The long-tailed koel breeds only in New Zealand, where it is resident in the warmer months, from early October until February or March, sometimes April and occasionally later. The length of an average one-way journey from New Zealand to Polynesia is around 2500–3500 kilometres and thus travel over 6000 kilometers. For winter, the bird migrates to islands right across the southern Pacific. It is found year-round on the Kermadec Islands, the Norfolk Island group and the Lord Howe Island group, which are subtropical islands part way between the New Zealand mainland and the tropical Pacific Islands. The spread of its winter distribution is extraordinarily wide, stretching almost 11,000 km from Palau in the west to Pitcairn Island. Over most of its winter range, it is known by the indigenous name, kārewarewa (or local variations of this). In spring, the bird's routes of migration would almost certainly have served to guide the Polynesian ancestors of Māori to find New Zealand.

==Behaviour==

=== Breeding ===
Long-tailed koel have many partners during their lifetime. They mate and break-up easily. Males gain attraction from females through spanning their wings and fluttering them whilst calling.

Male cuckoo have a high pitched sound and they are very territorial. You will hear them calling either to make known their territory to other birds or as a call for a mate. Female cuckoo are similar in their vocal intensity. Their behaviour is sexual and combative when mating. Male often display their wings or their ability to fly well when looking for a mate.

Cuckoos do not build their own nest or rear their young. The species is a brood parasite laying its eggs in the nests of Mohoua species mostly – whiteheads (M. albicilla) in the North Island and yellowheads (M. ochrocephala) and brown creepers (M. novaeseelandiae) in the South Island. They also lay in nests of robins (Petroica australis longpipes), tomtits (Petroica macrocephala toitoi), and one reported instance of laying in a New Zealand fantail nest. The eggs hatch before those of the host and the young chicks eject the eggs of the host. Long-tailed cuckoo chicks are able to mimic the calls of their host's chicks.

=== Feeding ===
The long-tailed koel mostly eats insects. It also eat bird eggs and nestling birds, adult birds as large as sparrows, New Zealand bellbirds and thrushes, and lizards. It occasionally eats fruit and seeds. Young birds are fed insects by their host parents.

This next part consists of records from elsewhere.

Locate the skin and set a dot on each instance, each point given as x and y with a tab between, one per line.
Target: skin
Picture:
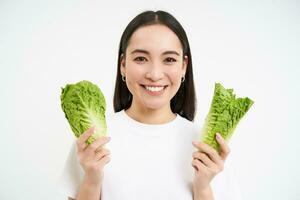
153	68
154	65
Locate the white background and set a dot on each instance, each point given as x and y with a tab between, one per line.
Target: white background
251	46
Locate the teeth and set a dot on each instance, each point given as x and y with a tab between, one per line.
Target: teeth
154	89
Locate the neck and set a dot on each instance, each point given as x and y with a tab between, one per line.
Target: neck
150	116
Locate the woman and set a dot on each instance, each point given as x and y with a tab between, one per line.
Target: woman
152	150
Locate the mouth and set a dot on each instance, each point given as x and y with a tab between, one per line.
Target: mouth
154	89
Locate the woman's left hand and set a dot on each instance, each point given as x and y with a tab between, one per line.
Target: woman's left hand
207	163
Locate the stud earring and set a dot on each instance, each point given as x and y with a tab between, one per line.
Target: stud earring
123	78
182	79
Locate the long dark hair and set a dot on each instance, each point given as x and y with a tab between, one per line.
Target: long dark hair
184	102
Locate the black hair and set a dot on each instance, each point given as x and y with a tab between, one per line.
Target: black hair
184	102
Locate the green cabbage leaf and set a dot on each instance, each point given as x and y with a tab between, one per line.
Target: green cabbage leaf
224	114
84	106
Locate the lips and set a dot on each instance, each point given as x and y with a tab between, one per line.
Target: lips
154	89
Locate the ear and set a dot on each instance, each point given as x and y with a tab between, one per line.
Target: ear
184	64
122	64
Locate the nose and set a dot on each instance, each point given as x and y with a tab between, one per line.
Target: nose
155	73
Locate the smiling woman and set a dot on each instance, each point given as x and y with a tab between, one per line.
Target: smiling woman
153	68
152	134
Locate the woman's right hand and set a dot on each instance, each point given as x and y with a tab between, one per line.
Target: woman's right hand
92	157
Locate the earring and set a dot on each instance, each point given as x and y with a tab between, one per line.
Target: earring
182	79
123	78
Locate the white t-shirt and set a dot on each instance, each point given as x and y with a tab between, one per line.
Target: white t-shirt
148	162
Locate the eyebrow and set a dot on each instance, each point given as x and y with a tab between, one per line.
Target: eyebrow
147	52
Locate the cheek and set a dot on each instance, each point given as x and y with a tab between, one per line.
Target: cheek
134	75
175	76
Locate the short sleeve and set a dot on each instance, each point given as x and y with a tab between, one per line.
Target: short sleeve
72	174
225	185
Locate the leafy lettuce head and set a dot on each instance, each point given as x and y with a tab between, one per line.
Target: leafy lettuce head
84	106
225	113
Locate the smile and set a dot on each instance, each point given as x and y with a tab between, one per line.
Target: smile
154	89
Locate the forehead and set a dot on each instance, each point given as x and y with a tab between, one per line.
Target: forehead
154	38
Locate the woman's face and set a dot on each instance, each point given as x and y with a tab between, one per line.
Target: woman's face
153	66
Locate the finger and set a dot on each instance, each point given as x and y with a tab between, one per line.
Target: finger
204	159
104	160
85	136
224	148
100	154
211	152
81	141
98	144
198	165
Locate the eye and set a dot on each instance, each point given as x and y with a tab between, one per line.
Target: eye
170	60
140	59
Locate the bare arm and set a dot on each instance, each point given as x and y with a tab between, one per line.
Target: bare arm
92	158
89	190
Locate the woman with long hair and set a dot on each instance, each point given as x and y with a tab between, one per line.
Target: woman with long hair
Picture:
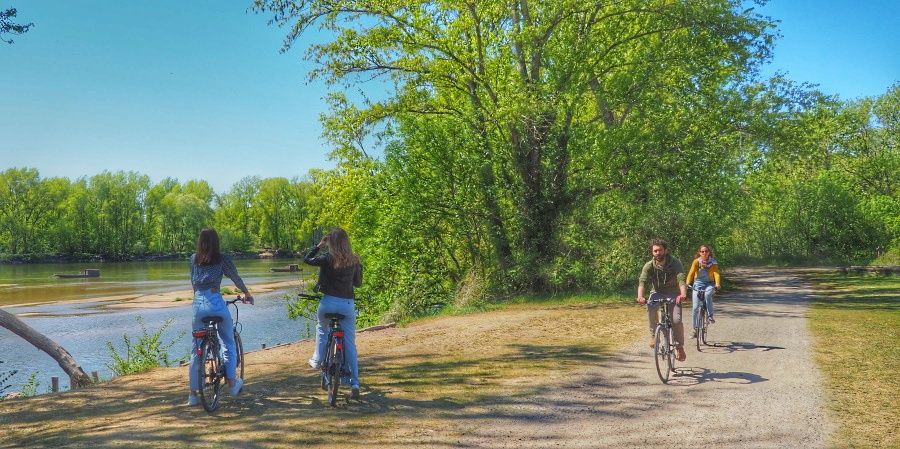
208	265
704	274
339	272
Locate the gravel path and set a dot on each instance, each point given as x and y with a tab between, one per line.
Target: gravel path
756	387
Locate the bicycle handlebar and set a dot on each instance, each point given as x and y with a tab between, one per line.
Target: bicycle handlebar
239	298
309	296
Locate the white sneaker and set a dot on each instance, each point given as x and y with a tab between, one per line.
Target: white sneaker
236	387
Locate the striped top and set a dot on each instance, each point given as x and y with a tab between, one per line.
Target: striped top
210	276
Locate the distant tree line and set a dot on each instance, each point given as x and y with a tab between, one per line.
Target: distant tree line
122	214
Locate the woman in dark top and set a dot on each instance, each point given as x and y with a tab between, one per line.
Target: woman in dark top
208	265
339	272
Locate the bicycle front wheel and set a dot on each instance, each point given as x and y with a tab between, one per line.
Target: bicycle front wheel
337	366
239	354
701	333
661	352
212	374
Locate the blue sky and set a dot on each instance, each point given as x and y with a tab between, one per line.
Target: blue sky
199	89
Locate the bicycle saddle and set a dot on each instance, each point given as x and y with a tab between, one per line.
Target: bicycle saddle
211	319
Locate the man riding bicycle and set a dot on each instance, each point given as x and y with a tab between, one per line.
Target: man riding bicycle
665	274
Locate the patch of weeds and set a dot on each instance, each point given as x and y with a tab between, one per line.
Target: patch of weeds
149	351
4	378
30	387
855	321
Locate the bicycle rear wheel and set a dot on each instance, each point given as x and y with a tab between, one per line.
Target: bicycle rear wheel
337	366
661	353
211	374
239	354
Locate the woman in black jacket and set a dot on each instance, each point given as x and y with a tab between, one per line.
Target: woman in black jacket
339	272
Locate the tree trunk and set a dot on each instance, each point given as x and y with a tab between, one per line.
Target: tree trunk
40	341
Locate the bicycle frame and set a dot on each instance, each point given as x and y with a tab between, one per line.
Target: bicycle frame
664	328
208	349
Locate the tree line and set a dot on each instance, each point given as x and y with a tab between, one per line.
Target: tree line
537	146
122	215
526	146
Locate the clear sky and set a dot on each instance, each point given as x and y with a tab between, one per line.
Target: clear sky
199	90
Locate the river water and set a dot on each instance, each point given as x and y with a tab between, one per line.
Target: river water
84	329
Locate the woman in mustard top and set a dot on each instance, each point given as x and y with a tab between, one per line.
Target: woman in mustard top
703	276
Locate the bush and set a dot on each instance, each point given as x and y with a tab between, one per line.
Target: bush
30	387
148	352
4	377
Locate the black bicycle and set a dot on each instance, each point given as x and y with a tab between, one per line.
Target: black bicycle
211	369
704	318
334	366
664	340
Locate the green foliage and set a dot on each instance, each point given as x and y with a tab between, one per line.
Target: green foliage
8	26
31	386
148	352
4	378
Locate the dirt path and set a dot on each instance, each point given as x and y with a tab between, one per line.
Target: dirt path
756	387
572	375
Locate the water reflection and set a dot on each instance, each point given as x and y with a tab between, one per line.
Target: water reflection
84	334
84	328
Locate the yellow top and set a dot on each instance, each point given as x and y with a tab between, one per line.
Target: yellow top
713	272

The long-tailed koel hardly ever forage on the ground and instead forage at the top of trees or in shrubs. Foraging is mainly done at night.

== Predators ==
Long-tailed koels are an at risk species in New Zealand and are very uncommon. Predators include rats and stoats.

== In culture ==
Māori believed that the arrival of long-tailed cuckoos indicated that it was time to plant sweet potato or kūmara, and that their departure meant it was time to harvest them.